L’énergie fatale, souvent perçue comme perdue, a en réalité un potentiel considérable. Elle se manifeste sous différentes formes (chaleur ou gaz) et provient le plus souvent de processus industriels. L’ADEME estime que 36 % de la consommation d’énergie des industriels est perdue. Cette énergie résiduelle, si elle n’est pas utilisée au moment de sa disponibilité, peut être récupérée et valorisée pour d’autres usages, offrant ainsi des avantages non négligeables en termes d’économie d’énergie. Découvrons ensemble ses bénéfices.

Vue aérienne d'une usine avec des panneaux solaires sur le toit

L’énergie fatale ou de récupération, de quoi s’agit-il ?

L’énergie fatale, aussi appelée énergie de récupération, se réfère à l’énergie résiduelle produite lors de divers processus et qui est perdue si elle n’est pas immédiatement utilisée. Elle est présente ou piégée dans certains produits ou processus.

Au lieu de la laisser se dissiper inutilement, cette forme d’énergie peut être récupérée ou valorisée. Par exemple, la chaleur générée par le froid industriel, qui serait normalement perdue, peut être captée et réintégrée dans un processus de production.

Cela peut se faire à différents niveaux :

  • au sein de l’installation industrielle elle-même,
  • en la redistribuant à des utilisateurs externes publics ou privés, industriels ou tertiaires (piscines, hôpitaux, logements sociaux…) via un réseau de chaleur.

Les principaux « gisements » d’énergie fatale

L’énergie fatale, souvent sous forme de chaleur, peut être récupérée à partir de plusieurs sources, appelées « gisements ». En France, les principaux secteurs concernés sont :

  • L’industrie : elle représente le gisement le plus important. L’agro-alimentaire, la chimie, la plasturgie, le secteur papier-carton et les métallurgies sont les principaux producteurs de chaleur fatale.
  • Les usines d’incinération des ordures ménagères
  • Les stations d’épuration des eaux usées
  • Les centres de données (data center)

Ces sources peuvent varier en termes de qualité de la chaleur produite, notamment en ce qui concerne la température, ce qui peut influencer les méthodes de récupération et de valorisation de la chaleur.

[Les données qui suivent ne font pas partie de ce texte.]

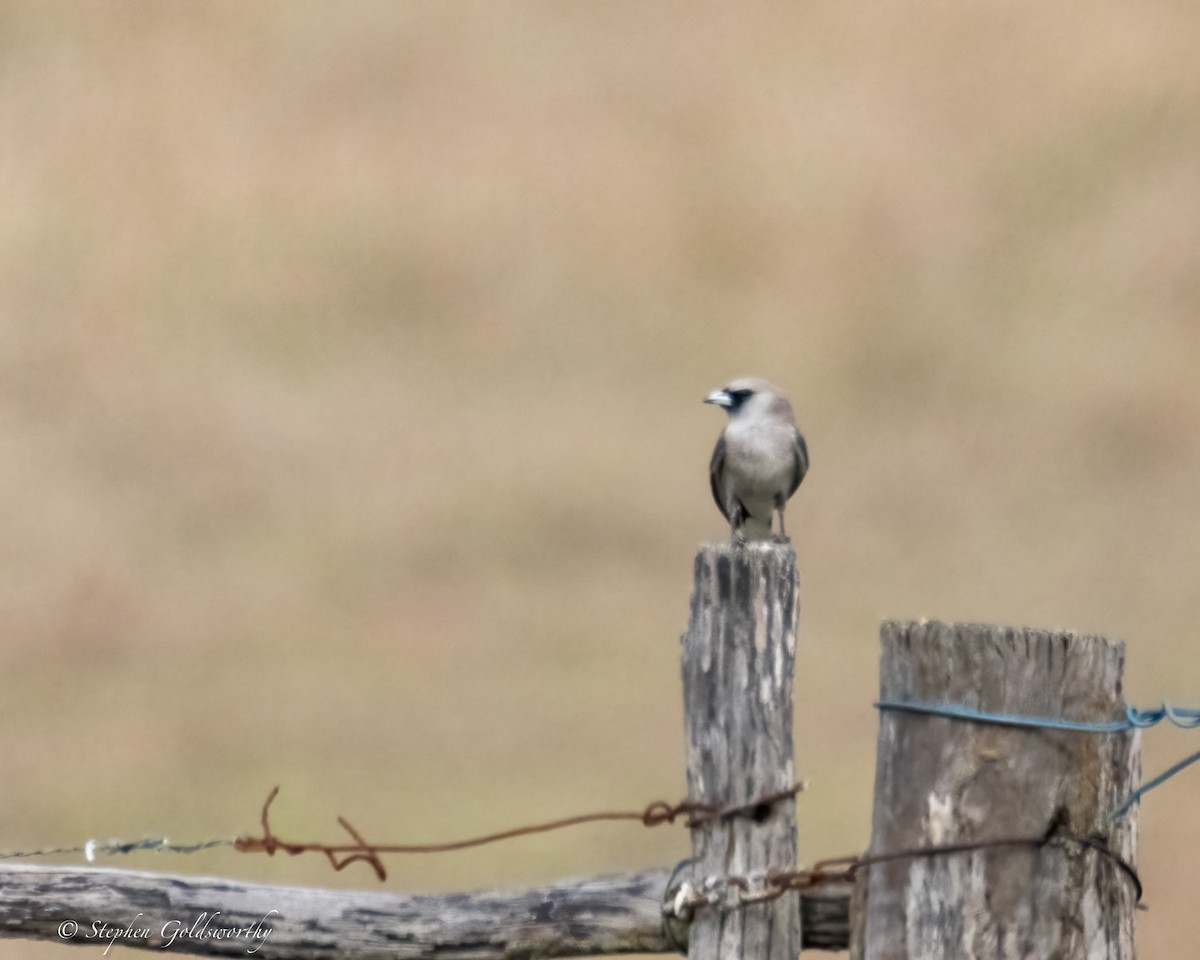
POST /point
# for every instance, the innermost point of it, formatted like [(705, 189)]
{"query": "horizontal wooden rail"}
[(213, 917)]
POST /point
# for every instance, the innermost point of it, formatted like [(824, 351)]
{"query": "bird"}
[(759, 461)]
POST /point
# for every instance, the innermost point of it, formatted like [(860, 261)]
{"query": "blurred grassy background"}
[(352, 363)]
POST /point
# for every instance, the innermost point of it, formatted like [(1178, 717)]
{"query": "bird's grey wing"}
[(715, 472), (799, 461)]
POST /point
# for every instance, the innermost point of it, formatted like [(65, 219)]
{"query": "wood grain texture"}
[(588, 917), (945, 781), (738, 660)]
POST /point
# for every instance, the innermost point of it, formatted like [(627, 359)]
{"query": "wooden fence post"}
[(942, 781), (738, 658)]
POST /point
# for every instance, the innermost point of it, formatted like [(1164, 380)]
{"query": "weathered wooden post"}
[(946, 781), (738, 658)]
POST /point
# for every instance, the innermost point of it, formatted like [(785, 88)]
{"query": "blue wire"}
[(1134, 719)]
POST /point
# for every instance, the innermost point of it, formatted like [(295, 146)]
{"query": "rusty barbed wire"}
[(654, 814)]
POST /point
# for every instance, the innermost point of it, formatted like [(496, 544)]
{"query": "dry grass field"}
[(351, 365)]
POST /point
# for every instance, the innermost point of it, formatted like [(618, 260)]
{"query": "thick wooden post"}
[(738, 658), (942, 781)]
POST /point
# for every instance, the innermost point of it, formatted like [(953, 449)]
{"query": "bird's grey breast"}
[(760, 456)]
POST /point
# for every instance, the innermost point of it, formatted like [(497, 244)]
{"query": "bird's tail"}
[(756, 529)]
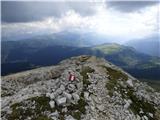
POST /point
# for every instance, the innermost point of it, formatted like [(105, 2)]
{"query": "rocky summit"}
[(100, 91)]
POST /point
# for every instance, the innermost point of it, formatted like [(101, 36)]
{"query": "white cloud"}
[(125, 26)]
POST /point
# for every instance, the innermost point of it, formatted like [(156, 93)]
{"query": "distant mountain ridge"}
[(27, 55), (150, 46)]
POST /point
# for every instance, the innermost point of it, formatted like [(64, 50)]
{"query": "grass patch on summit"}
[(114, 76)]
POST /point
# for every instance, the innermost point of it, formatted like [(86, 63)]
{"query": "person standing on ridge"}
[(71, 77)]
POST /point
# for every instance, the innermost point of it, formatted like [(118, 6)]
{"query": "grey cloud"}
[(130, 6), (14, 11)]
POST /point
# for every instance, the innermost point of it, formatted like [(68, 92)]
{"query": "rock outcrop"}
[(101, 91)]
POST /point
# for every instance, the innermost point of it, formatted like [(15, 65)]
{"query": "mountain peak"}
[(100, 91)]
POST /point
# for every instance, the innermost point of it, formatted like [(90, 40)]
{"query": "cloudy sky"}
[(124, 20)]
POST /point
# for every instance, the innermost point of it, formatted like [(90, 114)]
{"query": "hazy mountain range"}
[(47, 50)]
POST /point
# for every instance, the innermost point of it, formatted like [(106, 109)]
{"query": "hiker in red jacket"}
[(71, 77)]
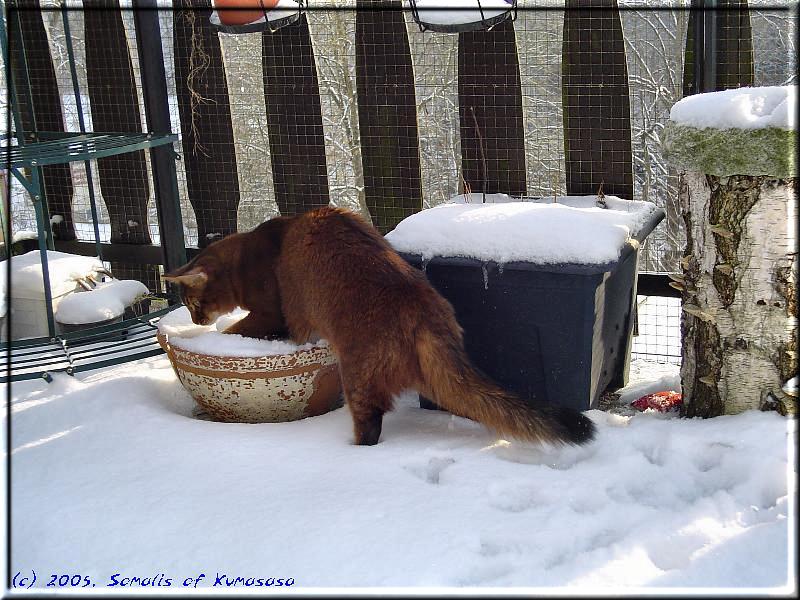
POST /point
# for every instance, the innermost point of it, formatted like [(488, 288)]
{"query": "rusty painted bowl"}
[(263, 389)]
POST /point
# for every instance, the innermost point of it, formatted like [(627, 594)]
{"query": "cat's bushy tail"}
[(459, 388)]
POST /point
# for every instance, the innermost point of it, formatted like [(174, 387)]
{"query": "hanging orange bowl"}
[(241, 16)]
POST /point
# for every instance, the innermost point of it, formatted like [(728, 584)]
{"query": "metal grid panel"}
[(658, 335), (654, 45)]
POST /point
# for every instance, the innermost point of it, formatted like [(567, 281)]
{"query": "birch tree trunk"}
[(739, 321), (738, 195)]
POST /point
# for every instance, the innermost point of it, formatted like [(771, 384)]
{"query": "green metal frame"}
[(24, 160), (83, 350)]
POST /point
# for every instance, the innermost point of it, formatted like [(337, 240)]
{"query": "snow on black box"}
[(544, 288)]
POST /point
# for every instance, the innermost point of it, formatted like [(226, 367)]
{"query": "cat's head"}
[(205, 288)]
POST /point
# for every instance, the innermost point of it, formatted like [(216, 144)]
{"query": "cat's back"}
[(339, 246)]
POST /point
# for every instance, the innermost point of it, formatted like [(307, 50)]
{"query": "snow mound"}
[(210, 340), (26, 274), (740, 108), (113, 476), (107, 301), (571, 229)]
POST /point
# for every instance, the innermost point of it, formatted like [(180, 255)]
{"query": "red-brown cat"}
[(330, 273)]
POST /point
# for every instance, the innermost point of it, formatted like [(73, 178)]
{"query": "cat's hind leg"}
[(367, 403)]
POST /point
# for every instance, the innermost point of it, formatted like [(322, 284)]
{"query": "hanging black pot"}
[(456, 16)]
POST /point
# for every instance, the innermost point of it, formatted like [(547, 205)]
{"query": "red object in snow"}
[(660, 401)]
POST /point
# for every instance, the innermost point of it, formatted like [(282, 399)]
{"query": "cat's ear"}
[(195, 277)]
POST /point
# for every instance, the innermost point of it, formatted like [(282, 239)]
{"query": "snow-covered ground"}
[(113, 478)]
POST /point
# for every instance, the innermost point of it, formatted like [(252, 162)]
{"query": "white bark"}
[(740, 278)]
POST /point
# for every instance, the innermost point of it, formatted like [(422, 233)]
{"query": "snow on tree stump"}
[(738, 193)]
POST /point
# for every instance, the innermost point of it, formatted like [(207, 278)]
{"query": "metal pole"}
[(41, 212), (698, 39), (710, 47), (87, 165), (156, 103)]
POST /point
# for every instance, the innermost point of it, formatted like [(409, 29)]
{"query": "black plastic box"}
[(557, 333)]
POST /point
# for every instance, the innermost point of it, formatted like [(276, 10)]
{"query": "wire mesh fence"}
[(277, 122)]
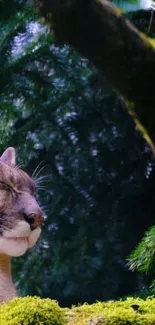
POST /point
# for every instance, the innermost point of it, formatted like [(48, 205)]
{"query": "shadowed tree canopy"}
[(125, 56)]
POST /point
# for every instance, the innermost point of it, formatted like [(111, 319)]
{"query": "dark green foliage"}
[(98, 194)]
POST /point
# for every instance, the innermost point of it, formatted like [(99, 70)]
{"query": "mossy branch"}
[(122, 54)]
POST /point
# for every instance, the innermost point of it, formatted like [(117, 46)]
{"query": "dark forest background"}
[(97, 173)]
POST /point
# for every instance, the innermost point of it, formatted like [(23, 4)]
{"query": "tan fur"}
[(20, 218)]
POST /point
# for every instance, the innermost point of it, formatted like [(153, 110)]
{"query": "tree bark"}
[(123, 55)]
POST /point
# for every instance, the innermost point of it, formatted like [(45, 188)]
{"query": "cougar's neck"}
[(7, 288)]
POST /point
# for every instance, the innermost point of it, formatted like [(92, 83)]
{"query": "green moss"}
[(32, 311), (36, 311), (115, 313)]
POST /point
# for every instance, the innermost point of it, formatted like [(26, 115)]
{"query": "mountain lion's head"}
[(20, 214)]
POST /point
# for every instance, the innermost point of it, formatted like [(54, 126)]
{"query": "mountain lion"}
[(20, 218)]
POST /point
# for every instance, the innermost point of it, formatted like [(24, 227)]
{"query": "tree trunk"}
[(122, 54)]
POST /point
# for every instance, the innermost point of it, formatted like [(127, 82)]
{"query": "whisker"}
[(42, 178)]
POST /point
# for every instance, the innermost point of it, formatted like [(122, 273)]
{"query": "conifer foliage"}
[(95, 173)]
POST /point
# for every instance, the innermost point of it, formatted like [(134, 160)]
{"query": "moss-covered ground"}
[(36, 311)]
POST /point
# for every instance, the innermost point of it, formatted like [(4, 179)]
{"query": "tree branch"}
[(122, 54)]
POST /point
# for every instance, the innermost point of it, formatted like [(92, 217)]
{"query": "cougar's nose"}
[(35, 220)]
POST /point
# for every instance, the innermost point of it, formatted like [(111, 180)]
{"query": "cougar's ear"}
[(9, 156)]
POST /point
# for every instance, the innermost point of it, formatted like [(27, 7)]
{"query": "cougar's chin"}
[(15, 242), (13, 246)]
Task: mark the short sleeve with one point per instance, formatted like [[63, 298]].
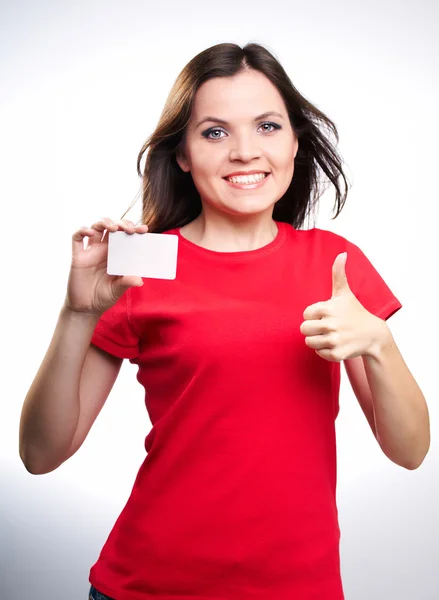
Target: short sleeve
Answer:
[[114, 332], [368, 286]]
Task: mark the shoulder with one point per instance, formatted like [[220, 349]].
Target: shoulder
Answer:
[[317, 237]]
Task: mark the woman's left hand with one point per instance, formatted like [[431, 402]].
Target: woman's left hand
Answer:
[[341, 327]]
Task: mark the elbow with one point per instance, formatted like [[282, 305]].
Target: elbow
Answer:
[[35, 466]]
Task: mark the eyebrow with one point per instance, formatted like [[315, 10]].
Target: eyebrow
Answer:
[[258, 118]]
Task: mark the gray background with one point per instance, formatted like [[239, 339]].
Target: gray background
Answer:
[[82, 86]]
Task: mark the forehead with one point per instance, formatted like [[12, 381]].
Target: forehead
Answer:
[[247, 93]]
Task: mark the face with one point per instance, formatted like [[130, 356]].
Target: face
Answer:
[[239, 126]]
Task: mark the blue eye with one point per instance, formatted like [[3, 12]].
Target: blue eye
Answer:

Les principaux avantages de l’énergie fatale

Il existe plusieurs moyens de limiter l’énergie fatale :

  • Adapter les utilités (moyens nécessaires au fonctionnement de l’usine comme l’électricité, air comprimé, froid, vapeur, etc.) aux besoins réels du site
  • Mettre en place des systèmes de récupération et de valorisation de la chaleur fatale

Ces moyens présentent de nombreux avantages.

La réduction de ses factures énergétiques

L’énergie perdue sous forme de chaleur, une fois captée et valorisée, permet de réduire la consommation d’énergie, d’où une réduction des factures. Les industries peuvent exploiter cette chaleur pour minimiser l’utilisation de leurs dispositifs de chauffage, par exemple, ce qui entraîne une diminution des coûts liés à l’achat d’électricité ou de combustibles.

Il faut noter que la mise en place de cette démarche peut requérir un investissement initial. Toutefois, à long terme, l’utilisation de chaleur fatale dans les entreprises et les industries permet de réaliser des économies financières substantielles.

Ainsi, les entreprises gagnent en compétitivité en diminuant leurs dépenses énergétiques.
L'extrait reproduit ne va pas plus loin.